To help keep tabs on inflammation, immune cells employ a molecular machine called the NLRP3 inflammasome. NLRP3 is inactive in a healthy cell, but is switched on when the cell’s mitochondria are damaged by stress or exposure to bacterial toxins. However, when the NLRP3 inflammasome gets stuck in the on position, it can contribute to a number of chronic inflammatory conditions, including gout, osteoarthritis, fatty liver disease, and Alzheimer’s disease.
The study (“Choline Uptake and Metabolism Modulate Macrophage IL-1β and IL-18 Production”), published in Cell Metabolism, was led by senior author Michael Karin, PhD, distinguished professor of pharmacology and pathology and the Ben and Wanda Hildyard chair for mitochondrial and metabolic diseases at the UCSD School of Medicine, and first author Elsa Sanchez-Lopez, PhD, a senior postdoctoral researcher in Karin’s lab.
“Choline is a vitamin-like nutrient that is taken up via specific transporters and metabolized by choline kinase, which converts it to phosphocholine needed for de novo synthesis of phosphatidylcholine (PC), the main phospholipid of cellular membranes. We found that Toll-like receptor (TLR) activation enhances choline uptake by macrophages and microglia through induction of the choline transporter CTL1. Inhibition of CTL1 expression or choline phosphorylation attenuated NLRP3 inflammasome activation and IL-1β and IL-18 production in stimulated macrophages,” the investigators wrote.

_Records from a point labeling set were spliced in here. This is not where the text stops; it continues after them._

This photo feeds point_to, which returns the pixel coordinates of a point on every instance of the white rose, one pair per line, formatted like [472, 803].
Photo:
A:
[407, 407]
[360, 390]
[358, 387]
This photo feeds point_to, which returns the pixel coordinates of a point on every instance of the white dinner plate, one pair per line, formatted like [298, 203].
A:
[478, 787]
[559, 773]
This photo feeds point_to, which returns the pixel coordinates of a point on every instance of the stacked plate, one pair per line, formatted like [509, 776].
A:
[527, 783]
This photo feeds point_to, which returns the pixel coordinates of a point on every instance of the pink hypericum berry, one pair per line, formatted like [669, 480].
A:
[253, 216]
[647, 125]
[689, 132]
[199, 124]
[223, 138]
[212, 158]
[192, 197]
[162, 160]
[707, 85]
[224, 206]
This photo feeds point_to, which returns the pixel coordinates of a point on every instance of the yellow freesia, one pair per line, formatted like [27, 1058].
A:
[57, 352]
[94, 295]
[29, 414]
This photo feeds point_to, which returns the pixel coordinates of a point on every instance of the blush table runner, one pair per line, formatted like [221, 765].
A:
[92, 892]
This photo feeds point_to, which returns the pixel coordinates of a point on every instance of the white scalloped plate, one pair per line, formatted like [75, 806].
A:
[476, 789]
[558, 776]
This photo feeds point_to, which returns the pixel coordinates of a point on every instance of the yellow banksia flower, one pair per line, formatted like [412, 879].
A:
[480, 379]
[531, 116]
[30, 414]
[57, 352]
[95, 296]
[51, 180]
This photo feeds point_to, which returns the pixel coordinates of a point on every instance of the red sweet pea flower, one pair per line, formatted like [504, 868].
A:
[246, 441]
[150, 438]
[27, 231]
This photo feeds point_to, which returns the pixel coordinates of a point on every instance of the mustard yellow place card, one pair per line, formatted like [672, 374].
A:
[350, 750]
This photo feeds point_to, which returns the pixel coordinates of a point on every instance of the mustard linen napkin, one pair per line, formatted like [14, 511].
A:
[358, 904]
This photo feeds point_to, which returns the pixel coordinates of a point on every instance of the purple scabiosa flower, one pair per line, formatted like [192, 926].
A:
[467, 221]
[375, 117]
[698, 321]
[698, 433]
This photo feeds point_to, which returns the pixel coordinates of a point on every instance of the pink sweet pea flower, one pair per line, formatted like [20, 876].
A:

“Mechanistically, reduced choline uptake altered mitochondrial lipid profile, attenuated mitochondrial ATP synthesis, and activated the energy sensor AMP-activated protein kinase (AMPK). By potentiating mitochondrial recruitment of DRP1, AMPK stimulates mitophagy, which contributes to termination of NLRP3 inflammasome activation. Correspondingly, choline kinase inhibitors ameliorated acute and chronic models of IL-1β-dependent inflammation.”
In a 2018 study published in Nature, Karin’s team had shown that damaged mitochondria activate the NLRP3 inflammasome. The researchers also found that the NLRP3 inflammasome is de-activated when mitochondria are removed by the cell’s internal waste recycling process (mitophagy).
“After that, we wondered if we could reduce harmful excess inflammation by intentionally inducing mitophagy, which would eliminate damaged mitochondria and should in turn pre-emptively inhibit NLRP3 inflammasome activation,” Karin said. “But at the time we didn’t have a good way to induce mitophagy.”
More recently, Sanchez-Lopez was studying how macrophages regulate their uptake of choline, a nutrient critical for metabolism, when she discovered something that can initiate mitophagy: an inhibitor of the enzyme choline kinase (ChoK). With ChoK inhibited, choline is no longer incorporated into mitochondrial membranes. As a result, the cells perceive the mitochondria as damaged, and cleared them away by mitophagy.